A week passes. Other diners come & go, some have stayed possibly
longer than I, some order & some don't. Again I cannot look
too closely or they throw things. Looks, plates, salad forks,
steak knives.
My meal arrives. It is not at all what I asked for but it
will do. After all, I had asked for something from Pascal,
& instead she has brought me a rocket launcher & a kevlar
vest.
A month which includes a blue moon passes.
I ask for the bill.
----
The waitress distressess, the water unrolls.

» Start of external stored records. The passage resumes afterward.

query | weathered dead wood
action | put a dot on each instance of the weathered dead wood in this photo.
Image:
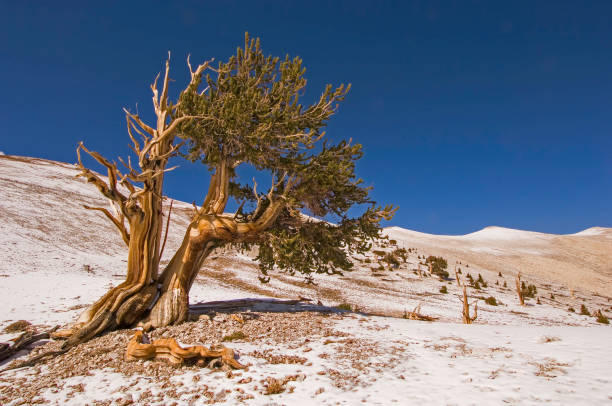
(457, 276)
(519, 291)
(242, 303)
(161, 251)
(417, 315)
(467, 319)
(7, 350)
(169, 350)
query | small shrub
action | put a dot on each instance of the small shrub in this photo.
(20, 325)
(391, 260)
(528, 290)
(584, 311)
(491, 301)
(601, 318)
(345, 306)
(274, 386)
(438, 266)
(236, 335)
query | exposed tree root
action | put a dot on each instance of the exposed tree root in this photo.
(122, 306)
(27, 338)
(169, 350)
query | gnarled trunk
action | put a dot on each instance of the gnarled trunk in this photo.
(128, 302)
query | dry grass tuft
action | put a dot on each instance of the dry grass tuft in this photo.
(236, 335)
(550, 368)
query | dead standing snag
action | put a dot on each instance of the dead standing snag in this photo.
(248, 114)
(465, 313)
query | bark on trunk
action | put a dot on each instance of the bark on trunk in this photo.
(128, 302)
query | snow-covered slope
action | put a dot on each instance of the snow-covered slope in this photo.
(58, 257)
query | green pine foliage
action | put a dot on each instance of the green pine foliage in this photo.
(249, 114)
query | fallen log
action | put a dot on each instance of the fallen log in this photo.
(167, 349)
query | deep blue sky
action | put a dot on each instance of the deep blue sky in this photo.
(470, 113)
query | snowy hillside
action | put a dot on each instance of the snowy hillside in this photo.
(58, 257)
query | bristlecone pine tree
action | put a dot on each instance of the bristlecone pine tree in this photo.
(248, 113)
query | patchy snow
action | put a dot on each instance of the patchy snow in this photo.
(539, 353)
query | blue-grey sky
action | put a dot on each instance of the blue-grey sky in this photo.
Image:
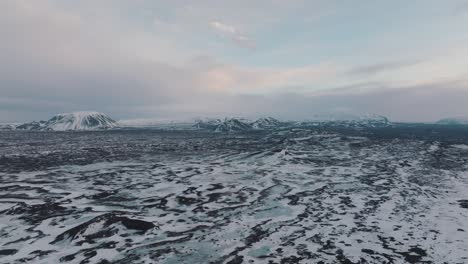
(407, 60)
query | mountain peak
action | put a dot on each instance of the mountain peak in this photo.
(82, 120)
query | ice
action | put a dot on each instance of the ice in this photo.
(289, 196)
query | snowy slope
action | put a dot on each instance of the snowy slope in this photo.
(265, 123)
(85, 120)
(453, 121)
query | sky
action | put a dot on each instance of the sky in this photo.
(291, 59)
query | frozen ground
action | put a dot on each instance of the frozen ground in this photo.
(293, 196)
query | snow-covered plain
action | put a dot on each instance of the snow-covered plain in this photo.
(285, 196)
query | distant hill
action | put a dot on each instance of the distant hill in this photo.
(72, 121)
(453, 121)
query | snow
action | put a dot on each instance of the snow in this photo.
(83, 120)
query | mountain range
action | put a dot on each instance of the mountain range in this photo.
(92, 120)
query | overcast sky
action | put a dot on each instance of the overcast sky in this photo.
(291, 59)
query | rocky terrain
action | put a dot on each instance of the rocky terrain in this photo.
(298, 195)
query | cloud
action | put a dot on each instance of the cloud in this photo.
(234, 34)
(374, 69)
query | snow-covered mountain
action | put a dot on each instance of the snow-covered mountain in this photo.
(7, 127)
(265, 123)
(237, 124)
(224, 125)
(86, 120)
(347, 120)
(453, 121)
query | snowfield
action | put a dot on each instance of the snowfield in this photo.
(307, 195)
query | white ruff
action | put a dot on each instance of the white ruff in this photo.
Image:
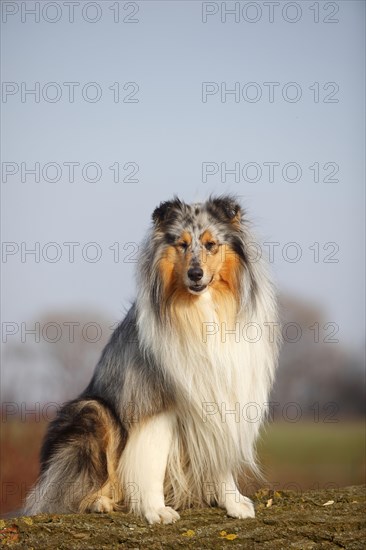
(222, 383)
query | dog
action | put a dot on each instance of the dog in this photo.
(165, 422)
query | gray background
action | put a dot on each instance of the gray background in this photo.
(169, 52)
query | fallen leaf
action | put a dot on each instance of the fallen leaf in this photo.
(230, 536)
(189, 533)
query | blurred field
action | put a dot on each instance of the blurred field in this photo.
(297, 456)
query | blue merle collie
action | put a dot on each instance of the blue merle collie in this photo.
(171, 415)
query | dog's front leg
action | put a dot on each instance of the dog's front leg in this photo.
(142, 468)
(236, 504)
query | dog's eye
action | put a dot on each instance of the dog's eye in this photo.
(210, 245)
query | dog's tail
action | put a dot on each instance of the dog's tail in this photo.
(78, 461)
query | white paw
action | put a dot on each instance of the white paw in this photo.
(102, 505)
(161, 515)
(243, 509)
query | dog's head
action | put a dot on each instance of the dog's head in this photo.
(201, 245)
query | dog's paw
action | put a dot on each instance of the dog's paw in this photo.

She serves up mice and drunkard's shins, and razors make me real
Cutting my shins to the bone
I'm so thirsty.
Where's that damned water?
----
She offers it with a frown.
I slip it into her spine, draw off some fluid, and
add it to my cocktail.
"Thank you," I say, and roll the dice.
"A girl in your position should learn to smile."
----
Bored city, valentines day 1982.
I met a girl today...
I don't remember her name yet,
I'm calling her Halo,
She's a waitress by night, a waistress by day.
Serving up dice and droppers, pins and razors, makes me real anxious and a bit pushy.
I ask for a water, she brings me a pinwheel.
I love her now.
I am literally looking up at forever, makes me so sad I'm going to need an umbrella for my eyes.
Title taken from a bibliomancy reading using The Encyclopedia of Superstitions (E. and M.A.Radford, Christina Hole Ed., 1961; Helicon, Oxford), Verbal Abuse (No.2, "The Future," Fall 1993. "Max Blagg Detourns Gap TV Commercial"), and Scribners (June 1930, "Dangerous Man" by Oliver La Farge).